Duration is a term used in fixed income investing to describe the sensitivity of a security's price to changes in interest rates. It is typically expressed as a number of years. The higher the duration, the greater the price sensitivity.

Duration can be used to measure the risk of a portfolio, as well as to make investment decisions. For example, a portfolio with a longer duration is generally more sensitive to interest rate changes than a portfolio with a shorter duration. As a result, a portfolio manager may use duration to help manage the overall risk of the portfolio.

There are a number of different ways to calculate duration, but the most common is the modified duration. This approach adjusts for the fact that a security's price will not change by the same amount as the change in interest rates.

The use of duration in fixed income investing is not without risk. In particular, duration-based strategies may be subject to interest rate risk, which is the risk that interest rates will rise and fall over time. As a result, investors should carefully consider their investment objectives and risk tolerance before using this approach. What is duration and maturity? Duration is a measure of the sensitivity of the price (the value of principal) of a fixed-income investment to a change in interest rates. It is expressed as a number of years.

The duration of a simple bond with no embedded options can be calculated using the following formula:

D = N * (1 + y) / (1 + r)

Where:

D = duration

N = number of years to maturity

y = annual yield

r = annual coupon rate

For example, a bond with 10 years to maturity and a coupon rate of 5% that is currently yielding 6% has a duration of 8.16 years.

The higher the duration, the greater the price movement of the bond in response to a change in interest rates. In general, the longer the duration of a bond, the greater the price volatility.

Maturity is the date on which the principal amount of a loan or security is due to be paid.

For example, a bond with a face value of $1,000 that matures in 10 years has a maturity date of 10 years from the date of issue.

At maturity, the bondholder will receive the $1,000 face value of the bond, plus any interest that has accrued.

### What is duration explain?

Duration is a measure of the sensitivity of a bond's price to changes in interest rates.
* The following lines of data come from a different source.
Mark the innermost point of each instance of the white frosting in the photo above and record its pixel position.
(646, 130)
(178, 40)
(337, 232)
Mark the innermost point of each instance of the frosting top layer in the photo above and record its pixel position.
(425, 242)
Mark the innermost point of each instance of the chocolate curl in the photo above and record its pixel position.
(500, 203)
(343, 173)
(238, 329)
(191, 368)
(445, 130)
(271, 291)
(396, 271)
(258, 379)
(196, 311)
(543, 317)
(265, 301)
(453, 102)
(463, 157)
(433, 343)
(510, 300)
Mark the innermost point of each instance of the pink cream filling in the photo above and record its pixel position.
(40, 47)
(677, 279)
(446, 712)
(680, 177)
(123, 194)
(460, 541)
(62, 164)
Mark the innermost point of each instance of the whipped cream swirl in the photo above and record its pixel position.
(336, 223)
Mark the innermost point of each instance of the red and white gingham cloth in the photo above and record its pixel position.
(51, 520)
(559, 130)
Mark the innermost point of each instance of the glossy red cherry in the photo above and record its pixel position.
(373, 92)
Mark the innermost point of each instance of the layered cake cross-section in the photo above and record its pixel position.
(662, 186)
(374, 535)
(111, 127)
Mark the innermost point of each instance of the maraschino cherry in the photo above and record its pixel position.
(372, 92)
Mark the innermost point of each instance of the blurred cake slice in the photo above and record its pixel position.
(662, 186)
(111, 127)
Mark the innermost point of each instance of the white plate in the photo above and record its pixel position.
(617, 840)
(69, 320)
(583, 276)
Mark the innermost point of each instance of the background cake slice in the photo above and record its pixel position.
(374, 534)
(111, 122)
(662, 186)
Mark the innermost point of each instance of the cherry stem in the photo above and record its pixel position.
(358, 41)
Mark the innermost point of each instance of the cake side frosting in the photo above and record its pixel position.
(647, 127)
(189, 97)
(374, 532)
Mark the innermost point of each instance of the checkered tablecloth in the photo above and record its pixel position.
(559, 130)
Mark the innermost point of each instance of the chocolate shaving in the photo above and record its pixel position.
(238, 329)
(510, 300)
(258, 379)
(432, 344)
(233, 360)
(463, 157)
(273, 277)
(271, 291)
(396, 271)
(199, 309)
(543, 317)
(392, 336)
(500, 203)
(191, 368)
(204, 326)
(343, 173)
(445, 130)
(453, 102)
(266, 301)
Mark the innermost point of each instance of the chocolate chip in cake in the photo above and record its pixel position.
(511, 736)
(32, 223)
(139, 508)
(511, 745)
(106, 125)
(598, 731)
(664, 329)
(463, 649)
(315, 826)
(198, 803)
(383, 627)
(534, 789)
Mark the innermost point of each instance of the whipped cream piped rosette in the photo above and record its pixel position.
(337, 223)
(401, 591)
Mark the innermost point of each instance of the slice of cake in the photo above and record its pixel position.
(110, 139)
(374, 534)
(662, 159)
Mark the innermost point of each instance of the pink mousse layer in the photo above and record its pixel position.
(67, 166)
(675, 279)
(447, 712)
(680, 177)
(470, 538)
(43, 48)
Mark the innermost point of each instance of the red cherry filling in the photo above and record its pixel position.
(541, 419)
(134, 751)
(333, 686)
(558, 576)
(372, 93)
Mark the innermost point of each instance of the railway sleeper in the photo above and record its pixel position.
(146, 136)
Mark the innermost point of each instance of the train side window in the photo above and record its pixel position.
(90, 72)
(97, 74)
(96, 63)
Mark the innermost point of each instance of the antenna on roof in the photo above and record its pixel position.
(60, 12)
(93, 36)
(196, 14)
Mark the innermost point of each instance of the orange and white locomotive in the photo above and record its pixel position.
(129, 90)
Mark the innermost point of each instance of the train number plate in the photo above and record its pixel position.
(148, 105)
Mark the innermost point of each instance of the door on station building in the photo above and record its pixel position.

It is often expressed as a number of years. The higher the duration, the greater the price sensitivity.

Bonds with a longer duration are more sensitive to interest rate changes than bonds with a shorter duration. For example, a bond with a 10-year duration will be more affected by a 1% interest rate change than a bond with a 5-year duration.

The duration of a bond is affected by its coupon rate, maturity date, and interest rate environment. In general, bonds with higher coupon rates, longer maturities, and lower interest rates have longer durations.

Duration is an important concept for bond investors to understand because it can help them manage the interest rate risk of their portfolios.

##### What is duration Wikipedia?

Duration is a measure of a bond's price sensitivity to changes in interest rates. It is used as a measure of a bond's volatility and is a key ingredient in the determination of a bond's price. The higher the duration, the higher the price sensitivity. For example, a bond with a duration of 5 years will be more volatile than a bond with a duration of 4 years.

The formula for duration is:

Duration = -∂P/∂r

where P is the bond's price and r is the interest rate.

The duration of a bond is inversely related to the interest rate. This means that when interest rates go up, the duration of a bond goes down, and vice versa.

The duration of a bond is affected by a number of factors, including the coupon rate, the maturity, and the type of bond. For example, a bond with a higher coupon rate will have a lower duration than a bond with a lower coupon rate. This is because the higher coupon payments act as a buffer against changes in interest rates.

Similarly, a bond with a longer maturity will have a higher duration than a bond with a shorter maturity. This is because the longer the bond's maturity, the longer the bond's price is exposed to changes in interest rates.

Finally, bonds that are more volatile (such as junk bonds) will have higher durations than bonds that are less volatile (such as Treasury bonds). This is because investors require a higher return to compensate them for the increased risk.

In general, the duration of a bond is a good measure of the bond's price sensitivity to changes in interest rates. The longer the duration, the more volatile the bond's price will be.

What is duration and how it is calculated? Duration is a measure of a bond's price sensitivity to changes in interest rates. It is calculated by taking the weighted average of the present value of all cash flows, adjusted for the bond's current price. The weighting is based on the time to each cash flow. For example, a bond with two years to maturity and a coupon rate of 5% would have a duration of approximately 2.5 years.

The formula for duration is as follows:

Duration = Σ tCFt / (1+r)t

where:

Σ tCFt = the sum of the present value of all cash flows

r = the bond's current yield

t = the time to each cash flow

CFt = the cash flow at time t

#### What's effective duration?

Effective duration is a measure of a bond's sensitivity to changes in interest rates. It is used to estimate the price change of a bond in response to a change in interest rates. The higher the effective duration, the greater the price change in response to a change in interest rates.

For example, if a bond has an effective duration of 5 years, and interest rates rise by 1%, the price of the bond is expected to fall by 5%.